The Salvation Army can swipe your credit card on their smartphones.

That’s right. According to a story in the New York Times today, the Salvation Army has joined the future. This year, they’re testing a new system to let the public charge their donation by swiping their credit cards on a volunteer’s smartphone. Using a technology called Square (invented by Twitter co-founder Jack Dorsey), Salvation Army volunteers attach a small device to their smart-phones enabling them to securely take mobile donations from consumers.

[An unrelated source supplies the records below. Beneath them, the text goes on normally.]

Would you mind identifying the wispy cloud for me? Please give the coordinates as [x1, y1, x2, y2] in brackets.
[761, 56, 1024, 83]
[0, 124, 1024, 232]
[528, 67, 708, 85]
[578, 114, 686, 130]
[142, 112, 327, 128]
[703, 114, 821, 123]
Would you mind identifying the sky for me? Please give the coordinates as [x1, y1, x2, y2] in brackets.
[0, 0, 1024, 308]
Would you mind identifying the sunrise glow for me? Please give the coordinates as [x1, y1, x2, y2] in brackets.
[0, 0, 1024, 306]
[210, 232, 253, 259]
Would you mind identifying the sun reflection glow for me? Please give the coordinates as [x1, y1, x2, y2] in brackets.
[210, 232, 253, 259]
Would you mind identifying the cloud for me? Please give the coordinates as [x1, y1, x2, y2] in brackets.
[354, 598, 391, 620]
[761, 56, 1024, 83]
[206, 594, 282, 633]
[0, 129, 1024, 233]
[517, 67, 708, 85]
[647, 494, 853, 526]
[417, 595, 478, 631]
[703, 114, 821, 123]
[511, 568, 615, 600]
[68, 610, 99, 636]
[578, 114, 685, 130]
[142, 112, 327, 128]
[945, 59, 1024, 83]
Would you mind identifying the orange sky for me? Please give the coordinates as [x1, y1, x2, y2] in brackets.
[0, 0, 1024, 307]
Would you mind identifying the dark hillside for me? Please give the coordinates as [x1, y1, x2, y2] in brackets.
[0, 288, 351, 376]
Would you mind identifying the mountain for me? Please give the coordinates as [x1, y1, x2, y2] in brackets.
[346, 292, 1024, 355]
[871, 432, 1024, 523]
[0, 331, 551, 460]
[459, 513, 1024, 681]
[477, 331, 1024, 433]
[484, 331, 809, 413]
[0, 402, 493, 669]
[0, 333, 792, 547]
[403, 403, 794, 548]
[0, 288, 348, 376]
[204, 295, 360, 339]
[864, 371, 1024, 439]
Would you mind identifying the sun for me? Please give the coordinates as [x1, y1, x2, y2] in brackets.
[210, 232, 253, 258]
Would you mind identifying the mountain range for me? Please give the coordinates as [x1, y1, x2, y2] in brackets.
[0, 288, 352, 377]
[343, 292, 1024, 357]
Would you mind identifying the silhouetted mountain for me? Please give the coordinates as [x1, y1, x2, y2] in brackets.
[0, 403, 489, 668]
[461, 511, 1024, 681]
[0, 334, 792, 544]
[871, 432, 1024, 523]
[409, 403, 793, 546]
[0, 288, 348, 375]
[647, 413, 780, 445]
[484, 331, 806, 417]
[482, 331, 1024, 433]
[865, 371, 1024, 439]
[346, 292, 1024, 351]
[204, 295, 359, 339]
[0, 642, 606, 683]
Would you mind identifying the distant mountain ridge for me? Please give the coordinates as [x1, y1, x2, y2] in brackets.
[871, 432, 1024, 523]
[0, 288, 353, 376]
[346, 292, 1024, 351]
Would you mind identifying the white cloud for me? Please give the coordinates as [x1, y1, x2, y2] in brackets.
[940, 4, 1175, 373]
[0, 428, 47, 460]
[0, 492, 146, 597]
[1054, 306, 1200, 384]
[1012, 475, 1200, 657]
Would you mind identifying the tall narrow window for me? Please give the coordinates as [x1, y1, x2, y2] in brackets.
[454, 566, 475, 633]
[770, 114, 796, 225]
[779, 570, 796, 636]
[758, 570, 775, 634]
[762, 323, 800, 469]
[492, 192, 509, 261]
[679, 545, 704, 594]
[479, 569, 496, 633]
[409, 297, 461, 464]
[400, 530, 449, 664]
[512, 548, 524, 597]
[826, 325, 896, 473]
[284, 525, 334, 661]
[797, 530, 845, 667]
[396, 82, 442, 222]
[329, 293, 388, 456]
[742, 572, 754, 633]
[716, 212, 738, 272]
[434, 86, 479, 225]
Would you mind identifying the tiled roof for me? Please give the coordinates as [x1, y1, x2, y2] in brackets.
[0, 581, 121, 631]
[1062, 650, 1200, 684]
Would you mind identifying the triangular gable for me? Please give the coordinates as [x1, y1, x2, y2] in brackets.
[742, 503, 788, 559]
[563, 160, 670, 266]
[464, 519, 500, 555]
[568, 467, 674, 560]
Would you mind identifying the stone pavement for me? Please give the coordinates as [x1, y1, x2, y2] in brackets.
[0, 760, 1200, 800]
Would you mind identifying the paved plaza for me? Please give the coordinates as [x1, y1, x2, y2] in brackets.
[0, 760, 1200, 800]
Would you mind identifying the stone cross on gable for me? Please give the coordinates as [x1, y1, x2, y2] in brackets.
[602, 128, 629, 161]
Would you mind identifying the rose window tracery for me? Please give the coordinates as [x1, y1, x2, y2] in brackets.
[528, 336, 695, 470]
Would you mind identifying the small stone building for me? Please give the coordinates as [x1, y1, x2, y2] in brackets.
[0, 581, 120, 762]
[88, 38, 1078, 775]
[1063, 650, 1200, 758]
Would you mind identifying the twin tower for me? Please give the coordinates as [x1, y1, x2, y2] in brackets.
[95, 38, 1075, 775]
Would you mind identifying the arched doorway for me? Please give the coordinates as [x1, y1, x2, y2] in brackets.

As the Times reports, “[according to] Maj. George Hood, the Salvation Army’s spokesman, “We’re basically trying to make sure we’re keeping up with our donors and embrace the new technologies they’re embracing.””

Now there’s the spirit!

Essentially, the Salvation Army decided that it simply couldn’t survive if large percentages of passersby – say, 90% – walked away without making an offer, er, donation. Yet the “old way” of donating money – spare change – had become cumbersome to consumers, who have increasingly abandoned cash for credit or debit instruments. Consumers decided they simply didn’t want to interact with the Army on the traditional basis.

Sound familiar? Could there be a lesson there about how passersby at real estate open houses want to interact with the agent who’s ringing the bell? Maybe a different way to make an offer, even? Sure, it’s not exact; but ask yourself how the 50% of real estate agents who won’t interact with consumers using social media expects to get an offer from future buyers carrying iPads, not pens? While agents struggle to manage electronic offers, consumers meanwhile are donating money by swiping their cards on the smart-phones of complete strangers.

Well, I guess some are wearing friendly red suits.

Now, don’t think the Salvation Army didn’t have trouble putting this idea into action. There was plenty of resistance, which might seem familiar. Again, the Times: “The Army does listen to advice,” he said. “It may not agree and sometimes it takes a while to convince the top managers, but in this case, they were very fast to conclude this made sense for them.”

And put it into action. For an institution created in 1865, the Salvation Army is dedicated to keeping up with modern times. So, too, are many real estate professionals. But it begs a bigger question: Why so slowly? The National Association of REALTORS® reported in 2008 that “… 95% of consumers between the ages of 18 and 44 who bought a home … used social networking sites at least a few times a week, and a majority used them daily.”

That was almost four years ago, and yet a majority of REALTORS® still aren’t using social media daily today.

Ironically, the majority of agents reported they did own a smartphone this year. We guess a small percentage have also adopted tablets, too (the number was not reported). So it’s not even a matter of buying expensive technology: most already have it. It’s a question of using it to change the experience – in this case, of the open house. We’ll leave it to our readers to decide if they’re still more likely to see paper at a typical open house than electronics.

Sure, real estate agents might not be taking credit card escrows on their smartphones just yet. But if the Salvation Army can teach us anything, it’s that we’d better be thinking about doing it ourselves, and soon, too.